# Well I picked up a small job



## SkinnyVinny (Mar 23, 2010)

JumboJack said:


> Good job...
> BTW...Are the home owners named Brady by any chance?:laughing:


nice haha.. good job frank, ceiling looks really good!


----------



## Frankawitz (Jun 17, 2006)

Vandy, yeah that's how I do it without the mesh, most of the time I don't use anything but 90 or 45, Durabond doesn't crack unless the house is really moving. as for cracks I will paper tape after I open the stress crack up. base coat it with 90 or 45, sometimes 20 if I want to get out early, Jack No their name isn't Brady:laughing:
well I got the bath room all sanded out and primed.


----------



## Frankawitz (Jun 17, 2006)

Paint on the ceiling was peeling cause the had trac lighting and the bulbs they had were putting out some heat the paint was brown, and the paint just popped off.


----------



## JumboJack (Aug 14, 2007)

Awesome work!


----------



## Frankawitz (Jun 17, 2006)

So now I'll spackle the ceiling and walls then paint it out Monday, I also picked up the counter top, so I ordered my laminate it should be in Tuesday at the lastest.:thumbsup:


----------



## Frankawitz (Jun 17, 2006)

Well I picked up the counter top work so here's more pictures


----------



## Frankawitz (Jun 17, 2006)

I had to put a third coat of paint on the Kitchen ceiling cause of the cooking grease and Nicotine stains, you see the difference between the pictures


----------



## Frankawitz (Jun 17, 2006)

Well I had to install two new 4" can lights, but when I took the old light out I found the last guys was a Real Tradesmen, check out the way this light was installed


----------



## Frankawitz (Jun 17, 2006)

I don't know who did the work the home owner says it was like this when they purchased the house.


----------



## Frankawitz (Jun 17, 2006)

I like the skims trying to hold the light in, there was one 3" screw holding it


----------



## Msargent (Oct 30, 2008)

Good Job Frank!!:clap:


----------



## Frankawitz (Jun 17, 2006)

well here's where I'm at, Thanks Matt


----------



## Paulie (Feb 11, 2009)

Way to go Frank! :thumbup:


----------



## Frankawitz (Jun 17, 2006)

Well I finished up the Kitchen and also paint the bathroom


----------



## Frankawitz (Jun 17, 2006)

here's the bathroom I have to finish the vanity and trim today.


----------



## Frankawitz (Jun 17, 2006)

And after cutting the bathroom in I rolled it out.


----------



## Frankawitz (Jun 17, 2006)

and here's the vanity after I primed it


----------



## Frankawitz (Jun 17, 2006)

Well I wrapped up this job now I get to sit.

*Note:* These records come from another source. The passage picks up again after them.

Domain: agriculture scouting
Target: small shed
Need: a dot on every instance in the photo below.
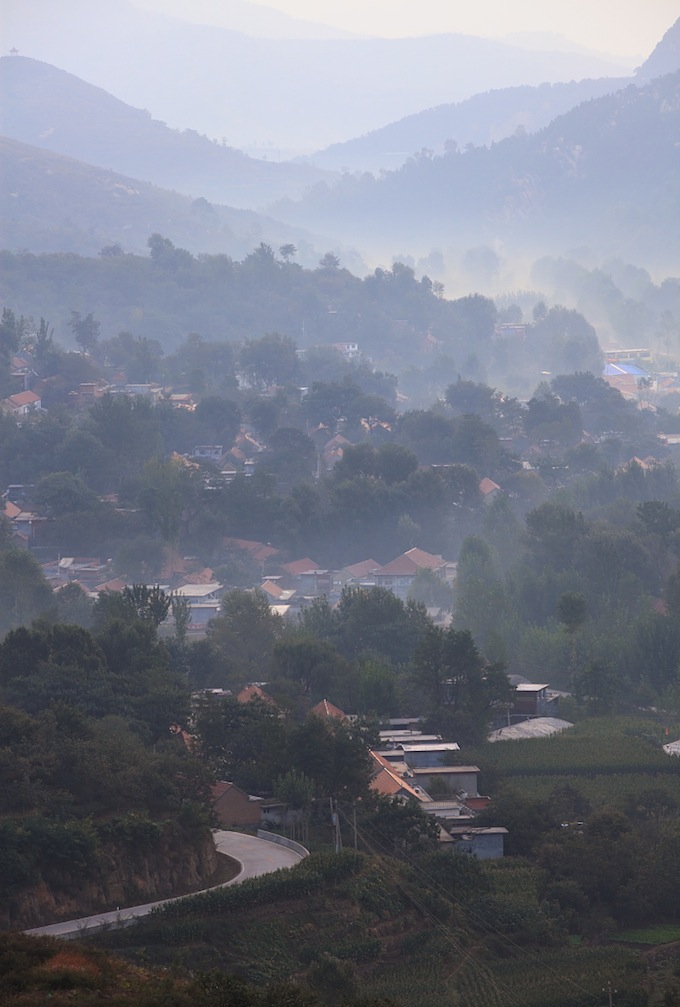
(428, 754)
(485, 844)
(456, 778)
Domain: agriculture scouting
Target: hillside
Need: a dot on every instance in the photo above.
(301, 94)
(666, 55)
(481, 120)
(603, 175)
(347, 923)
(53, 203)
(48, 108)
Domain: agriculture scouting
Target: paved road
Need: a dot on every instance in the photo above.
(256, 856)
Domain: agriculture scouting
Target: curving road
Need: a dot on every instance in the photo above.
(256, 856)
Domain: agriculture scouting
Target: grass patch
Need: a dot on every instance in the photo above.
(658, 934)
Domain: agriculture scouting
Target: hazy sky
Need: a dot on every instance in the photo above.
(630, 27)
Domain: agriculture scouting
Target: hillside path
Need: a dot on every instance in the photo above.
(256, 856)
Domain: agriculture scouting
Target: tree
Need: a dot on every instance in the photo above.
(314, 665)
(181, 616)
(24, 593)
(596, 688)
(86, 330)
(374, 620)
(401, 828)
(329, 262)
(62, 492)
(431, 590)
(149, 604)
(287, 252)
(221, 418)
(572, 611)
(244, 634)
(463, 691)
(269, 361)
(167, 490)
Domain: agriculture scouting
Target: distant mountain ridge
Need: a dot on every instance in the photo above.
(488, 117)
(288, 93)
(602, 175)
(665, 58)
(53, 203)
(481, 120)
(46, 107)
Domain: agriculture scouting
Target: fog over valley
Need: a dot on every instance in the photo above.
(339, 504)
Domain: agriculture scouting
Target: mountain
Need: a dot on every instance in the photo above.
(48, 108)
(602, 175)
(481, 120)
(665, 57)
(53, 203)
(302, 94)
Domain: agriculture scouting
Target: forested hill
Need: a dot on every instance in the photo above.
(46, 107)
(481, 120)
(602, 175)
(293, 93)
(53, 203)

I lost my phone for two weeks cause I couldn't pay the bill, still running electric off the generator cause I have no Power to the house:thumbup:
anyways I wont be on here that much anymore cause we have to run off the generator and it uses up the gas and we need it for the fridge. anyways here's how it came out.
It looks like I'll be moving to Texas cause Michigan has No Work.


----------



## Leo G (May 12, 2005)

Looks good Frank. Got it in under the RRP ruling huh. Good for you.


----------



## Paulie (Feb 11, 2009)

JumboJack said:


> Good job...
> BTW...Are the home owners named Brady by any chance?:laughing:


 Can you give me Marsha's phone number. Hmmmmmmmm, Marsha.:sweatdrop:


----------